During arousal, rhythmically contracting and releasing your pelvic floor in sync with your breathing creates a wave-like sensation that naturally moves energy upward. Contract on the inhale, release fully on the exhale. As you get closer to orgasm, try keeping these muscles relaxed rather than clenching them. This is counterintuitive because your body wants to tense up, but relaxation at the moment of climax is what allows the contractions to reverberate through your whole body instead of staying locked in the pelvis.
Putting It All Together
A full body orgasm isn’t something you achieve on command. It emerges from layering several practices during a single session. Here’s what that looks like in practice:
- Set up your environment. You need time, privacy, and zero pressure. This works best when you’re not rushing toward a goal.
- Start with a body scan. Spend a few minutes lying still, breathing deeply, and moving your attention through your body. This shifts you out of your head and into physical sensation.
- Begin stimulation slowly. Focus on how each touch feels rather than trying to build toward orgasm quickly.

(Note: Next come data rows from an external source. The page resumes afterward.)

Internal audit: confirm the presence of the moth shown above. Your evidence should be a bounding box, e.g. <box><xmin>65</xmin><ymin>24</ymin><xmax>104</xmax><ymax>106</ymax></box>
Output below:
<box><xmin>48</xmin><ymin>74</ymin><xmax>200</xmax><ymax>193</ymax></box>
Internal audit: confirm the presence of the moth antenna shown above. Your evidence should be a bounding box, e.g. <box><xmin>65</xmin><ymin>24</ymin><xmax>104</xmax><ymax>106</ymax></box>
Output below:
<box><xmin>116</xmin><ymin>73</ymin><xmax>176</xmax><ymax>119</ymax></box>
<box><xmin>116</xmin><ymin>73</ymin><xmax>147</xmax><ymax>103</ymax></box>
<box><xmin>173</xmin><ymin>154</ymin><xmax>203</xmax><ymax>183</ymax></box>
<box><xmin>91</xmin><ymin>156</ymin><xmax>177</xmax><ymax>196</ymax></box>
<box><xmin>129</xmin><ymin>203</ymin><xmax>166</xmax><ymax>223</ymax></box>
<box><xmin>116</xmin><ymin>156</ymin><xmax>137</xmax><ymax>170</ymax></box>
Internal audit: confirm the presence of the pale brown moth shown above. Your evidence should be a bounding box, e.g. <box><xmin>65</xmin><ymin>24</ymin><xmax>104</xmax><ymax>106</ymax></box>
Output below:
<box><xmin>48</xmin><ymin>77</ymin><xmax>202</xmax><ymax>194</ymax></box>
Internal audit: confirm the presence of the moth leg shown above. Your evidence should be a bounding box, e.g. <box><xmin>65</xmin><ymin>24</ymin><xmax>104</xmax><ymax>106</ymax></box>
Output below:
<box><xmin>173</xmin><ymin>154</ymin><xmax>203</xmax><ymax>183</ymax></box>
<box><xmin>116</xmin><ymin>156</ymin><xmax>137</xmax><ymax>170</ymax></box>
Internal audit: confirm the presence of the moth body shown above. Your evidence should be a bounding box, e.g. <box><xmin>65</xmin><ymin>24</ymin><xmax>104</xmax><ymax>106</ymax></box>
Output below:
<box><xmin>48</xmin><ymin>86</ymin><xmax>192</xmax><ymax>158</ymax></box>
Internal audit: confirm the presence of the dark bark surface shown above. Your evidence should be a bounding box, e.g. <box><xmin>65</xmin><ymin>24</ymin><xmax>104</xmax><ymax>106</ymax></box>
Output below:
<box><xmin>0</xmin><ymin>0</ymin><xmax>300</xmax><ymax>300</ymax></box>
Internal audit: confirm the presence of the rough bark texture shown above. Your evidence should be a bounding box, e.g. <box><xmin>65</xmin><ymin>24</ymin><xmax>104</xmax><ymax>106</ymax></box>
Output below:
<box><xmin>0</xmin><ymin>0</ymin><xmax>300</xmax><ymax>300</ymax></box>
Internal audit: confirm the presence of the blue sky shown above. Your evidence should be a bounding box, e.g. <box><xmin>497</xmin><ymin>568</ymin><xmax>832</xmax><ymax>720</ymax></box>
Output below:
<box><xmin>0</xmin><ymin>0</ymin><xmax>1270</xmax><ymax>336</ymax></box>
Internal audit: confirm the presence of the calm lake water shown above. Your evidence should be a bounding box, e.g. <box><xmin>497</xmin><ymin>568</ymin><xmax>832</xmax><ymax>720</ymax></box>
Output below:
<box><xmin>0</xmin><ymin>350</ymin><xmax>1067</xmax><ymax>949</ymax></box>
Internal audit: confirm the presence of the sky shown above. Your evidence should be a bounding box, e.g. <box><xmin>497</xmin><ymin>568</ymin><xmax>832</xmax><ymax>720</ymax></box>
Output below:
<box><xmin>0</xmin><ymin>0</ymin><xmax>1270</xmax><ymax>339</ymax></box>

- Breathe continuously and deeply. Keep your belly soft, your jaw unclenched, and your breathing audible.
- Edge at least three times. Each time you back off, use the pause to breathe, relax, and notice sensation spreading.
- Stay relaxed at climax. When you finally let yourself orgasm, keep breathing deeply. Let your body move however it wants to. Resist the urge to clench and hold.
The first few times you try this, you may not experience anything dramatically different. That’s normal. The body awareness, breath control, and ability to relax during peak arousal are all skills that develop over weeks of practice. Many people report that the shift happens gradually: first the orgasm feels slightly longer, then warmer, then one day it breaks through into something that moves through the chest, the spine, the limbs.
With a Partner
Everything described above works during partnered sex, with one addition: communication. Your partner needs to know when you’re approaching the edge so they can slow down or stop. Verbal cues or a simple hand signal work well. Sensate focus exercises, where you take turns touching each other with the sole goal of noticing sensation rather than building to orgasm, are an excellent way to develop the body awareness and presence that full body orgasms require.
Partners can also help by incorporating full-body touch during the arousal plateau. When you’re hovering near the edge, having someone run their hands along your chest, inner thighs, neck, or scalp can activate nerve pathways that make it easier for orgasmic sensation to spread beyond the genitals. The combination of genital stimulation and whole-body touch essentially gives your nervous system more channels to carry the signal through.